A councillor apologised after demolishing six graves in a cemetery – by driving over them in her CAR.
Heartbroken relatives thought the burial plots at Mangotsfield Cemetery in Bristol had been vandalised on Easter Sunday.
But local politician Shirley Potts has now come forward to admit she accidentally mowed them down when her muddy foot slipped onto her brand new car’s accelerator.
The ”freak accident” - which left some burial plots wide open – happened after the retired teacher had visited her son’s graveyard.
She has now apologised to the family involved and says she feels ”devastated” by the damage she caused.
Mrs Potts, 73, the Labour councillor for Staple Hill in South Gloucestershire, said: ”It was a completely freak accident – it was only a matter of yards.
”I’m so sorry it happened but there was nothing I could’ve done about it at all.
”There’s no dispute about who is to blame – it happened in seconds and it was so unfortunate.
”My heart went out because I had just visited my own son’s grave and I knew how I would have felt.”
The accident happened at around 2.30pm on Sunday after Mrs Potts had been to visit the grave of her son nearby.
She scraped the mud from her feet before getting into her brand new grey Hyundai i10, which has an automatic gearbox.
But just as she turned to pull away her foot slipped sideways from the accelerator and lodged under the brake.
As it slipped her heel clipped the accelerator, and as she tried to pull her foot free the car sped forwards and slammed into six graves belonging to members of the same family.
Relatives say they were not informed about the incident and immediately suspected vandals were responsible when they visited their loved one’s graves later that day.
Grieving Yvonne Orchard, 31, found her grandmother’s headstone had been completely destroyed and her brother’s grave lay gaping open.
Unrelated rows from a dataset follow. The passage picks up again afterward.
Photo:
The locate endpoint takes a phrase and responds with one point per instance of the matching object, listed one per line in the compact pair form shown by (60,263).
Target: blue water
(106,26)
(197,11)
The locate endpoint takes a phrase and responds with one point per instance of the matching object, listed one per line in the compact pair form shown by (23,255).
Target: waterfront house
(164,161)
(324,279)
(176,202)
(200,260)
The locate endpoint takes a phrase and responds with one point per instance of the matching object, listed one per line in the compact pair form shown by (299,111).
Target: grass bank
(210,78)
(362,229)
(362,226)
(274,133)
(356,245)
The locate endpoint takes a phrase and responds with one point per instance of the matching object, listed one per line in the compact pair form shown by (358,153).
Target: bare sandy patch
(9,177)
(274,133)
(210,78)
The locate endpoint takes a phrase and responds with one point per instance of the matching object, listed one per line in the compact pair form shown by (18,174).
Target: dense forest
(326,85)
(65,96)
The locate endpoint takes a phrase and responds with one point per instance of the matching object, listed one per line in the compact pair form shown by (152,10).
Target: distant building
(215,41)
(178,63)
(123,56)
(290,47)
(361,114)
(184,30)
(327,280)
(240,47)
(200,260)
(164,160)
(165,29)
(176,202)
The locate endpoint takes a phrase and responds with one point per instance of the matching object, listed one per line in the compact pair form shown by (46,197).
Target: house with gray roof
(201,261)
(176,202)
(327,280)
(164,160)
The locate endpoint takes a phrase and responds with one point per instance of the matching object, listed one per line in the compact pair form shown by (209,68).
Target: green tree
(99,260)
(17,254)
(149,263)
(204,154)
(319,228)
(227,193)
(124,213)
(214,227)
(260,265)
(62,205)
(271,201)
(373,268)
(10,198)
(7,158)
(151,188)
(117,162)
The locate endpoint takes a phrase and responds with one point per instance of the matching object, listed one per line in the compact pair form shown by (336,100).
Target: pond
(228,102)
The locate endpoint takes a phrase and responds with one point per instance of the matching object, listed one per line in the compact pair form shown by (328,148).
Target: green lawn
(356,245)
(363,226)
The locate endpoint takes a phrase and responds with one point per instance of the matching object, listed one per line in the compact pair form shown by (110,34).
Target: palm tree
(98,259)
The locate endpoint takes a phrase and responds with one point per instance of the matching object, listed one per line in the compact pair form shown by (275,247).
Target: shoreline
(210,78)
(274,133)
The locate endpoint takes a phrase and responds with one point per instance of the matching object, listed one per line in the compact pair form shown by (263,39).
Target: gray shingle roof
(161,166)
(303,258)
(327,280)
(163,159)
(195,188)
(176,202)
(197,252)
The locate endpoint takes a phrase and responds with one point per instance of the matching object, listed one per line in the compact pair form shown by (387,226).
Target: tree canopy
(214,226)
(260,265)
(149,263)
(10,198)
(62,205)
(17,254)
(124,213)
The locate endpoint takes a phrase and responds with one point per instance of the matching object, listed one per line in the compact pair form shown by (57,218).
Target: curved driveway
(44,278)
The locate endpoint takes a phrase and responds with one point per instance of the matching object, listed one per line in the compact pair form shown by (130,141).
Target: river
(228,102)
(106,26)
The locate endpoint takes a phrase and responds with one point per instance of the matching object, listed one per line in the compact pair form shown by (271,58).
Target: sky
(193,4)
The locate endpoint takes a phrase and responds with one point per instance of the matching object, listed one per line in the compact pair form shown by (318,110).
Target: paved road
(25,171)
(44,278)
She assumed vandals had ”deliberately” attacked the graves with a vehicle, as car parts littered the scene and tyre marks had scorched the grass
But Cllr Potts says she informed the relevant authorities and has spent the last few days trying to contact relatives.
She said: ”When I initially reported the accident they said don’t make any contact but I really wanted to write to her and apologise.
”I have contacted the officer who deals with the cemeteries and asked her to get Mrs Orchard’s permission to get her details so I can send a letter of apology.
”I made all the contacts I should with the emergency centre but it was Easter Sunday and there was no way I could have found Mrs Orchard’s contacts on the day.”
Mrs Orchard said the graves had been previously targeted by vandals and estimates the damage caused by Mrs Potts may cost more than £15,000 to repair.
But she said she is relieved to hear that the damage was caused by accident.
The communications manager from Bristol said: ”The council has told us that the lady concerned has admitted the accident.
”It would have been nice to receive an apology as I’m sure she didn’t do it deliberately but must have appreciated the distress it must have caused.
”It would just have been good to have an explanation of how it happened.
”However, I am very glad that she came forward and that she did not injure herself. We are certainly not angry with her and feel no animosity towards her.
”We are sure it was an accident and accidents happen. The fact that she came forward at all means we can now put our minds at rest that this was an accident and not mindless vandalism.
”At the end of the day we just want this horrible mess to go away.”
A spokesman for Avon and Somerset police yesterday confirmed that the person responsible for the damage had come forward.
Inspector Kevin Thatcher said: ”Officers have spoken to the person responsible and this matter is no longer being treated as criminal damage but as a collision.
”We have spoken to the woman whose family’s graves were damaged and updated her with the current state of our enquiries.”